3) Issues reported by 'check table x for upgrade' command (checkTableCommand)
  No issues found

4) Check for deprecated or invalid user authentication methods.
(authMethodUsage)
  Warning: The following users are using the 'mysql_native_password'
  authentication method which is deprecated as of MySQL 8.0.0 and will be
  removed in a future release.
  Consider switching the users to a different authentication method (i.e.
  caching_sha2_password).

  - someDBUser@%

  More information:
    https://dev.mysql.com/doc/refman/8.0/en/caching-sha2-pluggable-authentication.html


5) Check for deprecated or removed plugin usage. (pluginUsage)
  No issues found

6) Check for deprecated or invalid default authentication methods in system
variables. (deprecatedDefaultAuth)
  No issues found

7) Check for deprecated or invalid authentication methods in use by MySQL
Router internal accounts. (deprecatedRouterAuthMethod)
  No issues found

8) Checks for errors in column definitions (columnDefinition)
  No issues found

9) Check for allowed values in System Variables. (sysvarAllowedValues)
  No issues found

10) Checks for user privileges that will be removed (invalidPrivileges)
  Verifies for users containing grants to be removed, since privileges are
    removed as part of the upgrade, raises a NOTICE to inform the user about
    users that will be losing invalid privileges

  'someDBUser'@'%' - The user 'someDBUser'@'%' has the following
    privileges that will be removed as part of the upgrade process: SET_USER_ID
  'root'@'localhost' - The user 'root'@'localhost' has the following privileges
    that will be removed as part of the upgrade process: SET_USER_ID

11) Checks for partitions by key using columns with prefix key indexes
(partitionsWithPrefixKeys)
  No issues found

Errors:   0
Warnings: 21
Notices:  2

NOTE: No fatal errors were found that would prevent an upgrade, but some potential issues were detected. Please ensure that the reported issues are not significant before upgrading.
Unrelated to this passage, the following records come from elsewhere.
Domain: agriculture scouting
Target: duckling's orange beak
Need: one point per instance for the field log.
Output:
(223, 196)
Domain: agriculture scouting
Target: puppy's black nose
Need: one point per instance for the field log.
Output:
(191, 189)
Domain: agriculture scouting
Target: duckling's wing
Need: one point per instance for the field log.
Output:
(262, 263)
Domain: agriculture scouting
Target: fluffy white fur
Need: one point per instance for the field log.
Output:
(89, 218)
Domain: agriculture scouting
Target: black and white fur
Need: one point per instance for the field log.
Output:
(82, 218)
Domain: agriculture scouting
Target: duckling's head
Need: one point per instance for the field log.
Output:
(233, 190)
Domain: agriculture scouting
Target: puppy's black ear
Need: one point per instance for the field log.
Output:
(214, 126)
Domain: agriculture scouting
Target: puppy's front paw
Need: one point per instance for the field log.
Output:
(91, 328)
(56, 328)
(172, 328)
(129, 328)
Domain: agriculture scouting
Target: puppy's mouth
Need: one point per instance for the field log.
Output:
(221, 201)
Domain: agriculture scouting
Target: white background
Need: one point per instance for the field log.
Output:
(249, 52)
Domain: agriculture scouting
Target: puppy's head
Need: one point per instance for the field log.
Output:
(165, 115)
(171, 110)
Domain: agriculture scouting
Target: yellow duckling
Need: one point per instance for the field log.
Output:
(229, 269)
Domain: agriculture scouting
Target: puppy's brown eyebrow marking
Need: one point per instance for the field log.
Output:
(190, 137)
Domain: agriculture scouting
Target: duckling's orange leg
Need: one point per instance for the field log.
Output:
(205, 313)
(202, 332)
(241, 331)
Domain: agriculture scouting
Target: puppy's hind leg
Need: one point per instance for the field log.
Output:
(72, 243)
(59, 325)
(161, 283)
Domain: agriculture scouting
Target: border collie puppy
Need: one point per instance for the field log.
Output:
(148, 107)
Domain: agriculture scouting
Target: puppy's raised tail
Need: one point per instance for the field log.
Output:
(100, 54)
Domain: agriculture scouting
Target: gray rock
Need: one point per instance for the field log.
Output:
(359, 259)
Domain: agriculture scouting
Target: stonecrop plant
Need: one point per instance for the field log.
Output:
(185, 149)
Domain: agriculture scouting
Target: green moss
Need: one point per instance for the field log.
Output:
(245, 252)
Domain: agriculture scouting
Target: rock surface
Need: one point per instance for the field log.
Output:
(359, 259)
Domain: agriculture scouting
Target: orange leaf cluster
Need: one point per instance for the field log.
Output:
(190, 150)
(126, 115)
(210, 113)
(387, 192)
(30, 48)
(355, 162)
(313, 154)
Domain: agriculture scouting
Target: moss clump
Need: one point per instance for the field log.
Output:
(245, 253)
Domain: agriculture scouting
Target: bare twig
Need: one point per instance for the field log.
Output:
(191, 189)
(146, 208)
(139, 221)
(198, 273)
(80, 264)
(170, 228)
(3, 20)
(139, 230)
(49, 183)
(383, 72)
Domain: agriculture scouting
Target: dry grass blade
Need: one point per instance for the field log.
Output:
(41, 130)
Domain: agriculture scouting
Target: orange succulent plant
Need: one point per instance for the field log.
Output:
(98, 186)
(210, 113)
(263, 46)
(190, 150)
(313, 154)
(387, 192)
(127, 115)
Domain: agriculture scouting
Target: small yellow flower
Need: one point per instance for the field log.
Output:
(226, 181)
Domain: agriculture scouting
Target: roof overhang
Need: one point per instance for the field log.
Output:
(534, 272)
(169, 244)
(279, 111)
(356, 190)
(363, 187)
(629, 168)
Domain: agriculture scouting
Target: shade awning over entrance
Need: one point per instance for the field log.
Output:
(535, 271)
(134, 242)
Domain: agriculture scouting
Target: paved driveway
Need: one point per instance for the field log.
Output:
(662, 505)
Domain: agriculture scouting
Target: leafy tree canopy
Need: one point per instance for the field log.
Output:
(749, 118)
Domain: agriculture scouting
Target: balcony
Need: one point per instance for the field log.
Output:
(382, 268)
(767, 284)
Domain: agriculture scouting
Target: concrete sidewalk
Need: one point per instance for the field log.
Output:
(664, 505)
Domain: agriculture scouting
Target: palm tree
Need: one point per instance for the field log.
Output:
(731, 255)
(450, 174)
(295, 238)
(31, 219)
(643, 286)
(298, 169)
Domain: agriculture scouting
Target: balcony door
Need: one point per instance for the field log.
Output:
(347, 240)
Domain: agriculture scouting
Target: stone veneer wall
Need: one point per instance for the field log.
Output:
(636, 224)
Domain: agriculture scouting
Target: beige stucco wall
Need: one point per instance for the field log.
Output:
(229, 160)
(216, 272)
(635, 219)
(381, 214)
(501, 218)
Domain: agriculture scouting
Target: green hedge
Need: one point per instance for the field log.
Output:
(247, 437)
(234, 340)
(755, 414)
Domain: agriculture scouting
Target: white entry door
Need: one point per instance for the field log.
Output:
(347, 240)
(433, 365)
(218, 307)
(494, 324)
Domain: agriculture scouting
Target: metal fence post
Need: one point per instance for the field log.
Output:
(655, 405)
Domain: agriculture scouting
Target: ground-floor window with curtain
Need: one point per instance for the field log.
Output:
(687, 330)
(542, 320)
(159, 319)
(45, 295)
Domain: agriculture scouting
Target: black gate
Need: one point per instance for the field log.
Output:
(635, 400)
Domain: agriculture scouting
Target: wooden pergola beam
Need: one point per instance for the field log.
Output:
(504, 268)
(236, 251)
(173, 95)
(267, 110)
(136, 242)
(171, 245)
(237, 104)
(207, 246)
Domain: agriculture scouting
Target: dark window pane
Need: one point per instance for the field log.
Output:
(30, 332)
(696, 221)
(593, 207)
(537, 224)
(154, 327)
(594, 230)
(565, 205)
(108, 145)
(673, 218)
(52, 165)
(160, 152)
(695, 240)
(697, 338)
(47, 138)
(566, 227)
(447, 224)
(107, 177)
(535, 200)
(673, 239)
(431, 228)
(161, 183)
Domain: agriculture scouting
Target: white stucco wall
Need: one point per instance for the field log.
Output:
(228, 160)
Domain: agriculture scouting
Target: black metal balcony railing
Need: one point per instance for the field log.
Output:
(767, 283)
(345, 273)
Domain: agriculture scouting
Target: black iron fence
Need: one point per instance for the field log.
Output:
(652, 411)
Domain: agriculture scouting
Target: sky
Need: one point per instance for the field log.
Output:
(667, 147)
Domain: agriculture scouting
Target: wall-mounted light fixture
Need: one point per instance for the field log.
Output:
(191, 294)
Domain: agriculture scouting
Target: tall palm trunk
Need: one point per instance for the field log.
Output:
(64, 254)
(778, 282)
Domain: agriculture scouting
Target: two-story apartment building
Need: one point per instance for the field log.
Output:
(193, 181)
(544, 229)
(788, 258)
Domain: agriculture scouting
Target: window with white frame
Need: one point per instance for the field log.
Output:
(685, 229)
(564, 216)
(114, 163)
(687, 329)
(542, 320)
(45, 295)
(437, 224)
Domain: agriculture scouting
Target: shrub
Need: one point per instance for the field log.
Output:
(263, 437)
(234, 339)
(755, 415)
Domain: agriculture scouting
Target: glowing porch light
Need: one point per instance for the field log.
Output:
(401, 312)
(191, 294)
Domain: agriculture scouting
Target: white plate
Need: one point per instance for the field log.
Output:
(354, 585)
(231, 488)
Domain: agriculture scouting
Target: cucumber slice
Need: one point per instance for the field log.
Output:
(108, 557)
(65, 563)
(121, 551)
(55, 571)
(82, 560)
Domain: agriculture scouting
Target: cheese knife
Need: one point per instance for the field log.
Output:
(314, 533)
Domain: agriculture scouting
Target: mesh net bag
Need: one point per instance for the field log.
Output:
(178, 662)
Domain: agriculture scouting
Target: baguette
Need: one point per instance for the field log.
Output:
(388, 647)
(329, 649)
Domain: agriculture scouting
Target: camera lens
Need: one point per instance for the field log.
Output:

These results show no show-stopping compatibility issues, and most of the output involves details about updates to system variables. Given these results, upgrading to MySQL 8.4 should be possible without changing the existing database.

Check out the documentation for more information on what is checked when we run util.checkForServerUpgrade().

Checking Other Systems

With MySQL Shell, we can check other systems when running util.checkForServerUpgrade(). The syntax for connecting to another system to run the check resembles the following command:

util.checkForServerUpgrade('user@example.com:3306', {"password":"password"})

Method Options

There are other options available to check server compatibility. These options include:

  • targetVersion - The MySQl version to which the upgrade will be checked.
  • include - A comma separated list of checks to be run.
  • exclude - A comma delimited list of checks to exclude.

For more information on the available options, run the command:

\? util.checkForServerUpgrade

Wrap-Up

Identifying compatibility issues when upgrading to a newer version of MySQL can be daunting and time-consuming. Addressing those issues can be even more daunting and time-consuming. Using util.checkForServerUpgrade() in MySQL Shell, we are able to quickly identify any issues and verify that they have been addressed before moving forward with a system upgrade.